The Norwegian-Swedish trio was formed in Oslo in 1997 and its musical direction confirmed by intensive study with The Hilliard Ensemble in Cambridge. Ex-Hilliard singer John Potter, currently leader of the Dowland Project, and producer of both the trio’s ECM discs, recalls that the Trio Mediaeval “already had that creative energy and an instinctive distinctive blend when they came to our annual summer school in 1998. This blossomed still further in subsequent visits over the next two years. Their repertoire also broadened during this period, adding a considerable amount of contemporary music to the medieval and Norwegian music that they performed with such élan.”

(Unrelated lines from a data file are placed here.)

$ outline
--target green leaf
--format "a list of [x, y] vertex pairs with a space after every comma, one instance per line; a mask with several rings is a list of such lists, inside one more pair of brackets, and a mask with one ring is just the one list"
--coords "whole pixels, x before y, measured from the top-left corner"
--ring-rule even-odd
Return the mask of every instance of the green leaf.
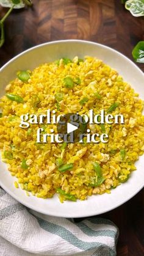
[[127, 1], [128, 0], [121, 0], [121, 4], [125, 4], [125, 2]]
[[137, 44], [132, 55], [137, 62], [144, 63], [144, 41], [140, 41]]
[[98, 177], [101, 177], [103, 175], [103, 174], [102, 174], [101, 167], [99, 166], [99, 164], [97, 162], [95, 162], [95, 163], [93, 163], [93, 165], [94, 170], [96, 171]]
[[27, 5], [32, 6], [32, 0], [23, 0], [24, 4], [27, 4]]
[[29, 73], [25, 70], [20, 71], [17, 76], [20, 80], [24, 82], [28, 82], [28, 80], [30, 78]]
[[144, 0], [128, 0], [125, 3], [125, 8], [135, 17], [144, 16]]
[[0, 32], [1, 32], [1, 37], [0, 37], [0, 48], [4, 45], [4, 26], [3, 23], [0, 23]]

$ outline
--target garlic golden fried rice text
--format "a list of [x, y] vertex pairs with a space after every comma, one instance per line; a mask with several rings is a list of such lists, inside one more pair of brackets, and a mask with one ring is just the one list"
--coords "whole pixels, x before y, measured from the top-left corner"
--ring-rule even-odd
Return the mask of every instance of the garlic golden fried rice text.
[[[16, 188], [20, 184], [38, 197], [52, 197], [57, 192], [60, 202], [76, 201], [109, 193], [128, 180], [144, 151], [143, 103], [115, 70], [96, 58], [75, 57], [17, 75], [0, 101], [2, 158], [18, 178]], [[38, 115], [48, 109], [57, 114], [80, 115], [91, 109], [96, 114], [110, 109], [113, 115], [123, 114], [124, 123], [89, 125], [92, 133], [108, 134], [106, 144], [37, 144], [38, 126], [45, 133], [51, 128], [56, 133], [56, 125], [22, 129], [20, 116]]]

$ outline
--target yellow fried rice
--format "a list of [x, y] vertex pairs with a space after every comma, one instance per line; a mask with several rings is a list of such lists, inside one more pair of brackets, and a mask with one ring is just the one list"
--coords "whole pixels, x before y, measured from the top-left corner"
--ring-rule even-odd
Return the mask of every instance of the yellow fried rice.
[[[76, 56], [71, 62], [65, 63], [62, 59], [27, 71], [28, 82], [16, 78], [6, 87], [7, 93], [20, 96], [24, 102], [12, 101], [5, 95], [0, 100], [2, 158], [11, 174], [17, 178], [16, 188], [20, 186], [45, 199], [58, 192], [63, 202], [68, 199], [67, 195], [85, 200], [92, 194], [109, 193], [112, 188], [131, 178], [131, 172], [136, 169], [135, 162], [144, 152], [143, 104], [117, 71], [95, 57], [86, 56], [84, 61], [79, 61]], [[63, 83], [67, 76], [74, 81], [79, 78], [81, 82], [72, 89], [67, 88]], [[55, 95], [59, 92], [63, 94], [63, 98], [57, 108]], [[96, 98], [96, 93], [100, 98]], [[88, 100], [81, 104], [85, 97]], [[35, 142], [38, 125], [31, 126], [31, 133], [29, 128], [19, 126], [22, 114], [40, 115], [48, 109], [56, 110], [57, 114], [77, 112], [81, 115], [92, 109], [95, 113], [101, 109], [107, 113], [115, 102], [119, 104], [112, 114], [123, 114], [124, 123], [104, 125], [109, 135], [107, 143], [70, 143], [62, 150], [60, 144]], [[51, 124], [45, 132], [52, 128], [56, 131], [56, 125]], [[89, 128], [92, 133], [101, 132], [99, 125], [89, 125]], [[124, 152], [123, 157], [121, 150]], [[5, 152], [10, 157], [5, 156]], [[60, 172], [56, 164], [57, 158], [73, 163], [73, 168]], [[23, 168], [24, 159], [27, 168]], [[100, 166], [104, 177], [99, 186], [92, 185], [98, 178], [93, 163]], [[64, 193], [59, 193], [57, 188]]]

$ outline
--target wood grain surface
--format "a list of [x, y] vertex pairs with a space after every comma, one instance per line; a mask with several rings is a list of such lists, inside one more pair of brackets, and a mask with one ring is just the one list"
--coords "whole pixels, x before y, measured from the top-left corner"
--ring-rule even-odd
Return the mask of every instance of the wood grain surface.
[[[14, 10], [5, 24], [5, 43], [0, 66], [34, 45], [60, 39], [103, 43], [132, 59], [134, 45], [144, 40], [144, 20], [124, 9], [120, 0], [34, 0], [31, 9]], [[0, 7], [0, 16], [6, 12]], [[144, 65], [138, 64], [144, 71]], [[118, 256], [144, 255], [144, 191], [101, 217], [120, 229]]]

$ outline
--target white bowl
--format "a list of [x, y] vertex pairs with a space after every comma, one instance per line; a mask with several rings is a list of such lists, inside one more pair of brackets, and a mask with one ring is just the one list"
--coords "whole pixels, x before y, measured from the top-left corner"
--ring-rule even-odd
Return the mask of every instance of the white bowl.
[[[89, 55], [102, 59], [116, 69], [130, 83], [141, 98], [144, 99], [144, 76], [142, 71], [126, 57], [106, 46], [82, 40], [65, 40], [40, 45], [18, 55], [0, 70], [0, 96], [5, 93], [6, 84], [15, 78], [18, 70], [31, 69], [39, 64], [62, 57], [83, 58]], [[24, 191], [16, 189], [14, 180], [6, 165], [0, 162], [0, 185], [13, 197], [27, 207], [41, 213], [55, 216], [79, 218], [106, 213], [125, 203], [144, 186], [144, 157], [136, 163], [137, 170], [132, 172], [127, 182], [112, 189], [110, 194], [92, 196], [85, 201], [66, 201], [60, 203], [56, 195], [51, 199], [43, 199], [26, 195]]]

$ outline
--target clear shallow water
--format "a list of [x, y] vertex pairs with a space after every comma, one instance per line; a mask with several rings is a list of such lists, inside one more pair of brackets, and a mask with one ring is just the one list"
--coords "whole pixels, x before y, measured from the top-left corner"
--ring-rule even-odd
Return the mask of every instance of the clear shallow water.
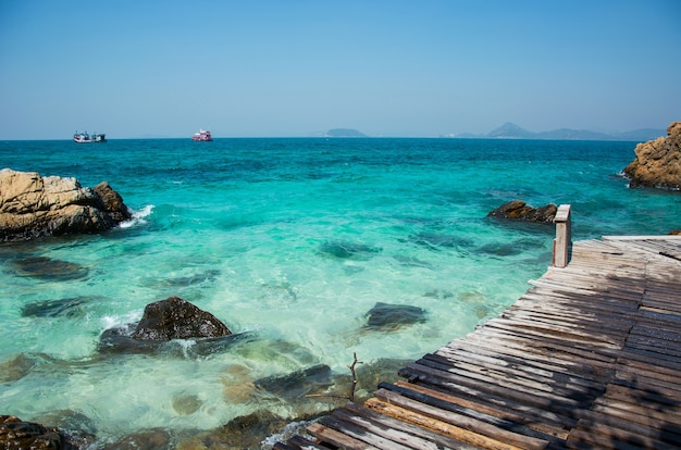
[[[83, 186], [108, 180], [137, 217], [100, 236], [0, 246], [0, 413], [33, 420], [69, 410], [61, 414], [82, 414], [102, 439], [212, 429], [259, 409], [293, 417], [289, 399], [255, 382], [315, 364], [347, 374], [354, 352], [364, 363], [417, 359], [502, 312], [542, 275], [555, 230], [485, 218], [506, 201], [571, 203], [574, 239], [681, 227], [681, 195], [631, 190], [618, 175], [634, 147], [0, 142], [0, 167]], [[45, 258], [61, 271], [26, 264]], [[193, 341], [154, 354], [98, 351], [104, 329], [170, 296], [247, 338], [214, 352]], [[64, 308], [39, 313], [45, 302]], [[426, 321], [368, 330], [376, 302], [420, 307]]]

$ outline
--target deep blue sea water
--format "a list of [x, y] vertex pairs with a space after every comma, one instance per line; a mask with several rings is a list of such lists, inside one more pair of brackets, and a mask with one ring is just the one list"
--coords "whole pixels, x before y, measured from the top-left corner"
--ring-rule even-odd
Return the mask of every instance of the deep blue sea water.
[[[574, 239], [680, 228], [679, 192], [629, 189], [619, 175], [634, 147], [0, 142], [0, 167], [108, 180], [136, 217], [98, 236], [0, 246], [0, 414], [69, 416], [102, 441], [153, 427], [213, 429], [262, 409], [293, 418], [290, 398], [259, 379], [318, 364], [345, 375], [354, 353], [366, 364], [418, 359], [500, 313], [544, 273], [553, 226], [486, 218], [509, 200], [572, 204]], [[69, 264], [26, 265], [36, 260]], [[104, 329], [170, 296], [247, 338], [212, 352], [190, 340], [152, 354], [98, 351]], [[425, 321], [367, 328], [377, 302], [419, 307]]]

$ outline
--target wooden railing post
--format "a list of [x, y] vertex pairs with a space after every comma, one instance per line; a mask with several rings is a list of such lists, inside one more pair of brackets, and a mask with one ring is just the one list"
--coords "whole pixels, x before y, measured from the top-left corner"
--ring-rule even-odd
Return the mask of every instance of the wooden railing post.
[[565, 267], [570, 262], [570, 205], [561, 204], [556, 211], [554, 223], [556, 224], [556, 239], [554, 239], [554, 267]]

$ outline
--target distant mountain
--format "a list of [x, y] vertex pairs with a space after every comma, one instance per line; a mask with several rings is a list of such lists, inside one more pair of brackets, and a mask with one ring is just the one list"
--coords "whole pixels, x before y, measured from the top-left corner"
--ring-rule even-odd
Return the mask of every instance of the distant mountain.
[[535, 139], [556, 139], [556, 140], [614, 140], [615, 136], [604, 133], [590, 132], [587, 129], [559, 128], [553, 132], [542, 132], [534, 134]]
[[332, 128], [324, 135], [325, 137], [367, 137], [361, 132], [354, 128]]
[[641, 128], [633, 132], [616, 133], [612, 136], [620, 140], [640, 140], [647, 142], [648, 140], [657, 139], [658, 137], [667, 136], [667, 130], [655, 128]]
[[499, 139], [532, 139], [534, 138], [534, 133], [528, 132], [510, 122], [506, 122], [500, 127], [494, 128], [492, 132], [487, 133], [487, 137]]
[[[507, 122], [486, 135], [468, 133], [456, 135], [458, 138], [495, 138], [495, 139], [554, 139], [554, 140], [631, 140], [646, 142], [666, 136], [665, 129], [643, 128], [627, 133], [597, 133], [587, 129], [559, 128], [553, 132], [532, 133], [511, 122]], [[451, 135], [448, 135], [451, 136]]]

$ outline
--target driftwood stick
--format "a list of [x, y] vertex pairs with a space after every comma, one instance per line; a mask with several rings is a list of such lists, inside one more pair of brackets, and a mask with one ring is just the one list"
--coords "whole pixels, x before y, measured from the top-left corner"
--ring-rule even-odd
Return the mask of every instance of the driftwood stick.
[[354, 403], [355, 402], [355, 389], [357, 388], [357, 373], [355, 372], [355, 366], [357, 364], [362, 364], [362, 362], [357, 360], [357, 353], [352, 353], [352, 364], [348, 365], [348, 368], [350, 370], [350, 374], [352, 375], [352, 384], [350, 386], [350, 395], [348, 397], [335, 396], [333, 393], [308, 393], [305, 397], [308, 397], [308, 398], [326, 397], [330, 399], [345, 399], [345, 400], [350, 400]]
[[357, 360], [357, 352], [352, 353], [352, 364], [348, 365], [350, 373], [352, 374], [352, 385], [350, 386], [350, 401], [355, 403], [355, 389], [357, 388], [357, 373], [355, 372], [355, 366], [357, 364], [362, 364], [361, 361]]

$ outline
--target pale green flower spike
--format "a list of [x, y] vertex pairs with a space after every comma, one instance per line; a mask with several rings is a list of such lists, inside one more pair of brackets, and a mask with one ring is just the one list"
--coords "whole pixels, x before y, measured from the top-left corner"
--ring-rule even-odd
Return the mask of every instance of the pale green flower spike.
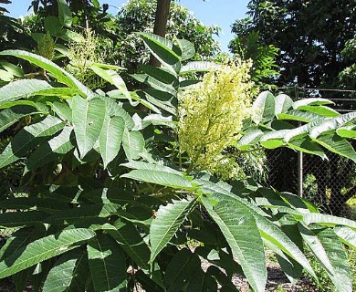
[[252, 114], [251, 65], [241, 60], [223, 65], [180, 94], [178, 137], [193, 163], [188, 172], [207, 170], [224, 180], [241, 172], [234, 155], [223, 151], [239, 139], [243, 120]]

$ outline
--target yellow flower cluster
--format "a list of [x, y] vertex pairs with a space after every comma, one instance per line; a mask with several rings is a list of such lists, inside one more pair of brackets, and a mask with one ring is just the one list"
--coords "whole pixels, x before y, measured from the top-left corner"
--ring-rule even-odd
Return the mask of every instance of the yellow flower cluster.
[[243, 120], [252, 114], [251, 65], [241, 60], [223, 65], [180, 94], [180, 147], [189, 155], [194, 169], [225, 180], [238, 176], [235, 158], [223, 151], [239, 139]]
[[55, 57], [55, 42], [48, 32], [39, 39], [37, 53], [48, 60]]
[[86, 29], [68, 46], [70, 64], [67, 66], [67, 70], [91, 89], [97, 89], [105, 83], [90, 69], [94, 63], [103, 62], [105, 50], [99, 47], [99, 36], [90, 29]]

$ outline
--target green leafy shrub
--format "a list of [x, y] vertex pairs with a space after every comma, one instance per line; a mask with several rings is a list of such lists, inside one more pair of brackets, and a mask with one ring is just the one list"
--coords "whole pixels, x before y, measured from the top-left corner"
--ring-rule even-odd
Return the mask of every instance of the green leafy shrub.
[[[26, 185], [25, 196], [0, 201], [1, 208], [17, 211], [1, 214], [0, 227], [18, 228], [0, 250], [0, 278], [12, 276], [17, 290], [30, 277], [44, 291], [136, 285], [216, 291], [218, 284], [236, 291], [230, 279], [240, 273], [253, 290], [264, 291], [265, 248], [291, 281], [303, 270], [316, 277], [304, 243], [337, 289], [351, 291], [343, 245], [355, 248], [355, 222], [251, 181], [229, 184], [203, 170], [187, 173], [192, 161], [176, 139], [178, 93], [197, 82], [187, 73], [214, 65], [189, 62], [194, 49], [186, 40], [140, 36], [162, 66], [143, 66], [133, 77], [147, 88], [135, 92], [112, 67], [91, 69], [116, 89], [93, 92], [40, 56], [0, 53], [50, 78], [18, 78], [0, 89], [1, 130], [20, 125], [0, 154], [0, 168], [22, 162]], [[354, 133], [356, 113], [340, 115], [329, 103], [262, 92], [234, 145], [241, 151], [285, 146], [322, 157], [325, 147], [356, 161], [344, 138]], [[303, 125], [289, 122], [296, 120]], [[211, 264], [207, 270], [202, 259]]]

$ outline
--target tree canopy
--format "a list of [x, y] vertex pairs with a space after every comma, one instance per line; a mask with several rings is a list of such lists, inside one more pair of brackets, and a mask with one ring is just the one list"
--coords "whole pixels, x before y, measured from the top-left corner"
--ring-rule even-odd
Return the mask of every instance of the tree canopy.
[[352, 63], [341, 51], [354, 36], [354, 0], [252, 0], [248, 9], [232, 30], [237, 36], [258, 31], [263, 45], [279, 48], [278, 85], [340, 86], [340, 72]]

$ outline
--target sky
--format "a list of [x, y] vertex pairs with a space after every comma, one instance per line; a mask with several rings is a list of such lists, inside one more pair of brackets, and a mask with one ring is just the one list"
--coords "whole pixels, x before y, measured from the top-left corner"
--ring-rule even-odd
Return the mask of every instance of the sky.
[[[5, 5], [13, 17], [25, 16], [31, 11], [27, 8], [30, 0], [11, 0], [12, 4]], [[116, 15], [119, 7], [127, 0], [99, 0], [100, 4], [107, 3], [110, 12]], [[215, 37], [221, 44], [223, 51], [227, 52], [227, 45], [233, 38], [231, 25], [236, 19], [244, 18], [247, 11], [249, 0], [180, 0], [178, 3], [191, 10], [196, 18], [204, 25], [216, 25], [222, 28], [220, 36]]]

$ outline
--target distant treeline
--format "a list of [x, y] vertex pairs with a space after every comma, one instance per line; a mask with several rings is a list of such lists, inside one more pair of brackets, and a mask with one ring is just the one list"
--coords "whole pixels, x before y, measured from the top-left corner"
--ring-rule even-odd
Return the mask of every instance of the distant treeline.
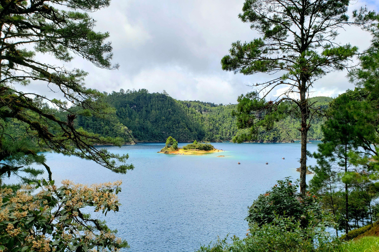
[[[325, 109], [333, 99], [317, 97], [310, 100], [315, 105]], [[231, 116], [235, 104], [178, 100], [165, 92], [151, 94], [146, 89], [113, 92], [106, 95], [105, 101], [115, 109], [111, 122], [78, 117], [78, 125], [94, 133], [120, 136], [127, 142], [165, 142], [170, 136], [179, 142], [219, 142], [230, 140], [244, 132], [237, 128], [236, 120]], [[276, 123], [271, 129], [261, 131], [257, 141], [289, 142], [299, 139], [298, 122], [289, 116]], [[322, 137], [322, 123], [320, 118], [312, 122], [309, 140]]]

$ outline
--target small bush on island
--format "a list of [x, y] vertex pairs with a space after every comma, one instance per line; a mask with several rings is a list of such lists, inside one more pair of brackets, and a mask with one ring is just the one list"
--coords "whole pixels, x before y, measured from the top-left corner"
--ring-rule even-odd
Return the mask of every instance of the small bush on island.
[[199, 150], [200, 151], [212, 151], [215, 147], [210, 144], [205, 144], [202, 143], [197, 143], [195, 140], [193, 143], [188, 144], [183, 146], [184, 150]]
[[178, 141], [171, 136], [169, 136], [166, 140], [166, 146], [160, 151], [173, 152], [178, 150]]

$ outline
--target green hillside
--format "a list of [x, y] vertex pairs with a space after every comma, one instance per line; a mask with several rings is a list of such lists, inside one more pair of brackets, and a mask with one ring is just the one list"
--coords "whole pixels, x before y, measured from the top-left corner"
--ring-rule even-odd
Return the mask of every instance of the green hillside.
[[[199, 101], [176, 100], [167, 94], [149, 93], [148, 90], [122, 90], [106, 97], [115, 109], [111, 121], [79, 118], [79, 126], [94, 133], [116, 136], [122, 134], [126, 142], [164, 142], [172, 136], [179, 142], [194, 140], [219, 142], [231, 140], [246, 129], [238, 129], [231, 116], [235, 104], [216, 104]], [[326, 109], [333, 99], [320, 96], [309, 99], [313, 106]], [[308, 139], [322, 137], [323, 119], [311, 122]], [[300, 138], [298, 118], [289, 116], [275, 123], [272, 129], [260, 132], [257, 142], [290, 142]]]

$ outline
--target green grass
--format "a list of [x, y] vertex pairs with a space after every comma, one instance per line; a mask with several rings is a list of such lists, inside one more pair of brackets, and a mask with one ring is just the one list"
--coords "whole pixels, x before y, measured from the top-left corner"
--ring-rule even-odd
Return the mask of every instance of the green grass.
[[339, 252], [379, 252], [379, 237], [367, 236], [341, 246]]

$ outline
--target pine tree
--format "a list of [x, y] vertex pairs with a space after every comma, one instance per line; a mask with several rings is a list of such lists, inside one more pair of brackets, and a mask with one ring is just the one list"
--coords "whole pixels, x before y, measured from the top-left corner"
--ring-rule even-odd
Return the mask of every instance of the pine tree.
[[[354, 22], [348, 21], [346, 13], [349, 2], [349, 0], [246, 0], [239, 17], [250, 24], [250, 28], [262, 37], [250, 42], [233, 43], [229, 55], [221, 61], [223, 69], [235, 73], [265, 73], [275, 76], [255, 84], [258, 91], [239, 98], [241, 108], [236, 115], [240, 127], [251, 127], [255, 119], [276, 111], [274, 105], [283, 101], [296, 104], [301, 122], [300, 189], [303, 194], [306, 186], [307, 135], [317, 110], [308, 102], [308, 93], [315, 81], [327, 73], [343, 69], [357, 52], [355, 47], [334, 42], [338, 30], [344, 25], [366, 22], [364, 9], [354, 13], [357, 18]], [[285, 87], [285, 91], [276, 102], [266, 103], [267, 94], [279, 87]], [[294, 98], [293, 93], [297, 94], [299, 98]], [[252, 103], [249, 101], [251, 99], [258, 101]], [[272, 125], [272, 120], [268, 120], [268, 124]], [[251, 132], [256, 132], [254, 129]]]
[[[67, 62], [77, 56], [99, 67], [117, 68], [118, 65], [111, 63], [111, 44], [105, 42], [108, 33], [94, 31], [95, 21], [88, 14], [109, 1], [0, 0], [0, 176], [27, 171], [28, 165], [37, 162], [45, 165], [51, 179], [44, 158], [38, 154], [42, 151], [91, 159], [116, 172], [133, 168], [124, 163], [127, 155], [94, 147], [119, 145], [120, 138], [102, 137], [76, 125], [78, 115], [105, 118], [113, 111], [101, 99], [103, 94], [85, 87], [87, 73], [37, 59], [38, 55], [48, 54]], [[37, 83], [59, 90], [65, 99], [15, 88]], [[66, 111], [67, 117], [59, 118], [52, 105]], [[19, 134], [15, 135], [14, 128], [21, 130]]]

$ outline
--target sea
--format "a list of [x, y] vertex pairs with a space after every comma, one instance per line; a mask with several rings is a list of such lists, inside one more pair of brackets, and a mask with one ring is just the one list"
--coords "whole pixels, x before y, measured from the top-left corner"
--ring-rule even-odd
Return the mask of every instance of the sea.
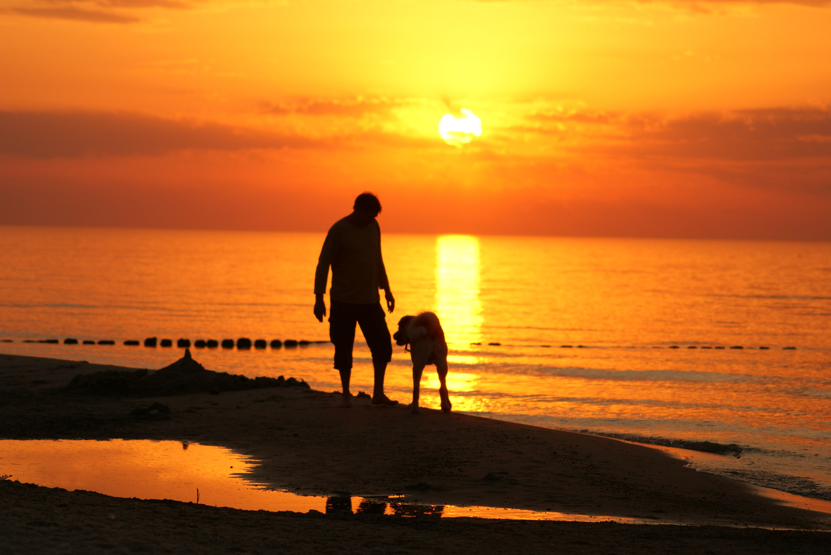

“Soir, dit-elle” reverses the ratio of old to new music found on the debut disc, though the transition from early to modern is so subtly addressed that the casual listener will more likely find him or herself in what Potter calls “a timeless present”: On “Words of the Angel”, the Trio sang anonymous laude, settings of devotional poems which may have dated from the 12th century. On the current disc, in his three compositions written for the Trio Mediaeval in 2002, Gavin Bryars uses the same texts and stays close to the melodic outline of the original laude. Interacting with the medieval paradigm, Bryars has said he finds himself in a context that is “exposed, so naked and unadorned… where I cannot hide behind, say, a skilfully orchestrated accompaniment – like a painter who has hitherto had the luxury of painting massive canvases with dense oils, being obliged to work in pen and ink, in black and white, on a simple piece of paper, like a Zen artist refusing the possibility of revision or correction”.

Bryars’ Laude provide one thread through “Soir, dit-elle”. Another is the mass of Leonel Power, who rivalled Dunstable as England’s great composer of religious music in the 15th century. The Power and Bryars pieces, interlaced on the album, have the effect of making the performances stand outside the flow of time, a feeling also emphasised in the new music here from Oleh Harkavyy, Ivan Moody and Andrew Smith - all of it written for the Trio Mediaeval, all of it inspired by medieval sources.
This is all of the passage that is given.